# Irradiant Par 64 Manual



## DuckJordan (Jul 21, 2011)

Hey, I was wondering if anyone had a manual for the Irradiant LED Par 64's I can't figure out the dips to setup DMX Channels. Also if anyone knows how to control specific DMX Channels with an Irradiant Scene Setter, SRC-146 I'd love to hear it. 


Thanks,
Jordan


----------



## BillESC (Jul 21, 2011)

Follow the link below, select the fixture you have, click on it and you'll be able to download the manual.

LED PAR Can Series - Irradiant-Neo-Neon LED Lighting International Ltd.


----------



## DuckJordan (Jul 21, 2011)

BillESC said:


> Follow the link below, select the fixture you have, click on it and you'll be able to download the manual.
> 
> LED PAR Can Series - Irradiant-Neo-Neon LED Lighting International Ltd.


 
Thanks, but it doesn't actually tell me what the dipswitches mean and there isnt a single manual listed for it.

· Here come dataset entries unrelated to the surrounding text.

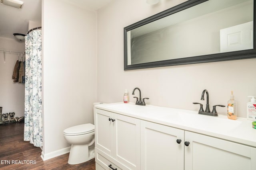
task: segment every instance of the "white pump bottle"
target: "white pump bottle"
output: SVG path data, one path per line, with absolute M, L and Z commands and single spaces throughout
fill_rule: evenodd
M 247 119 L 256 121 L 256 99 L 255 96 L 250 96 L 248 97 L 252 98 L 251 102 L 247 103 L 246 107 Z

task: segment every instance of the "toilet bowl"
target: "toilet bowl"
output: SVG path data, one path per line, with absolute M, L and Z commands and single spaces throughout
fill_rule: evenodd
M 93 105 L 103 104 L 94 103 Z M 91 123 L 73 126 L 63 131 L 64 138 L 71 144 L 68 163 L 79 164 L 94 157 L 94 125 Z

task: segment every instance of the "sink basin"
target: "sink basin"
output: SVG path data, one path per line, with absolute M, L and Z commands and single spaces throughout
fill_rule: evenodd
M 217 133 L 230 131 L 242 123 L 239 121 L 228 119 L 223 115 L 217 117 L 184 113 L 180 114 L 180 117 L 184 125 Z
M 104 106 L 104 107 L 125 114 L 128 113 L 131 116 L 180 124 L 188 129 L 197 129 L 216 133 L 230 131 L 242 123 L 238 120 L 229 119 L 223 115 L 211 116 L 198 114 L 195 111 L 151 105 L 141 106 L 133 103 L 118 103 Z

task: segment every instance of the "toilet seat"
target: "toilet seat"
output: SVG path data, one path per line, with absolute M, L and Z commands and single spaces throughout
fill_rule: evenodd
M 90 133 L 94 131 L 94 125 L 91 123 L 86 123 L 66 129 L 63 131 L 63 134 L 67 136 L 76 136 Z

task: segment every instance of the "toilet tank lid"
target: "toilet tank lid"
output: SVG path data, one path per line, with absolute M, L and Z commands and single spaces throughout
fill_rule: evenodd
M 77 125 L 66 129 L 63 132 L 66 134 L 75 134 L 83 133 L 94 130 L 94 125 L 91 123 L 83 124 Z
M 106 103 L 103 102 L 96 102 L 93 103 L 93 106 L 99 105 L 102 104 L 106 104 Z

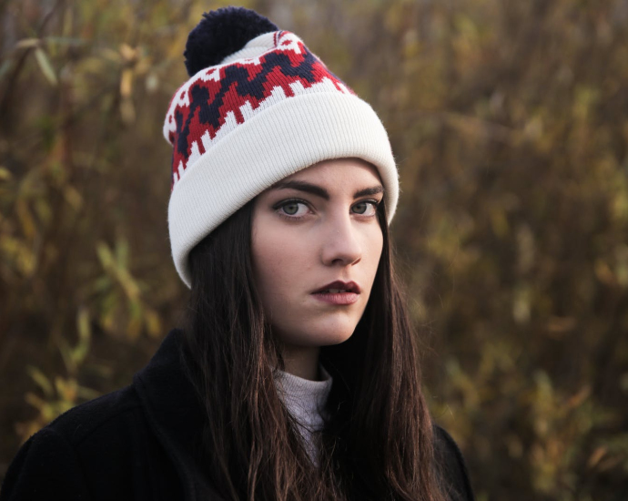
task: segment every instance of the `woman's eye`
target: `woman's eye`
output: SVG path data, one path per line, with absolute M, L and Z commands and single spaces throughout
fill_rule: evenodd
M 364 201 L 357 203 L 353 206 L 353 212 L 360 216 L 374 216 L 377 212 L 377 204 L 375 202 Z
M 302 202 L 289 201 L 279 207 L 284 214 L 288 216 L 303 216 L 308 211 L 308 206 Z

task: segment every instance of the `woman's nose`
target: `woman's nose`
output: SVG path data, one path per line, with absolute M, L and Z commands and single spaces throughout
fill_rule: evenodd
M 322 237 L 321 259 L 328 266 L 348 266 L 360 262 L 362 249 L 358 229 L 349 215 L 336 217 L 329 221 Z

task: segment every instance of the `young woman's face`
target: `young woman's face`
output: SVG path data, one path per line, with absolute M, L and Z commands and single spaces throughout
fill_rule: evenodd
M 256 199 L 257 285 L 286 348 L 337 344 L 353 333 L 381 255 L 382 197 L 374 167 L 342 158 L 289 176 Z

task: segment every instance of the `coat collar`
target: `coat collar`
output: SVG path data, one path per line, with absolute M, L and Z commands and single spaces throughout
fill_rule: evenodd
M 173 462 L 186 501 L 219 500 L 195 453 L 204 415 L 182 361 L 183 332 L 173 329 L 148 364 L 133 378 L 152 432 Z

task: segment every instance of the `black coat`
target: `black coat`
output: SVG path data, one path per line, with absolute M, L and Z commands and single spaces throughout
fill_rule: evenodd
M 71 409 L 34 435 L 6 473 L 0 501 L 213 501 L 194 458 L 203 414 L 173 330 L 133 383 Z M 437 427 L 449 485 L 472 499 L 462 456 Z

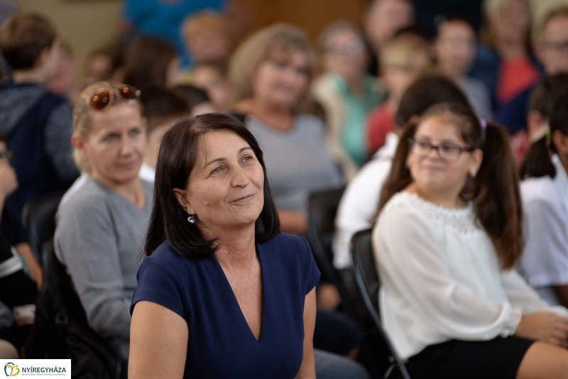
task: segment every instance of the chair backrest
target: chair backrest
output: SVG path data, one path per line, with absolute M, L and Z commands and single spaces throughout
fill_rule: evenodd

This is the part number: SRL-6078-L/S


----------



## DuckJordan (Jul 21, 2011)

Okay so i figured out the dipswitching on the lights, now i can program single looks but no chases or multiple steps into the board. Has anyone worked with this before?

To those who care:
Dipswitches on these lights are as follows

1-8 are the standard Hex Deci Numbering system

9-10 set the modes

DMX mode - Both 9 and 10 off

Auto Mode - 9 on 10 off

Sound Activated - 10 on 9 off


----------



## dannyn (Jul 25, 2011)

PM me if you have any other issues, as I am an Irradiant dealer and can help you out.


----------



## DuckJordan (Jul 25, 2011)

Will do. Although nice for the price I hope to never have to use this scene setter board again. It was a pita to set up, a pita to figure out and documentation was completely unheard of... but its to be expected..

Sent from my ADR6300 using Tapatalk


----------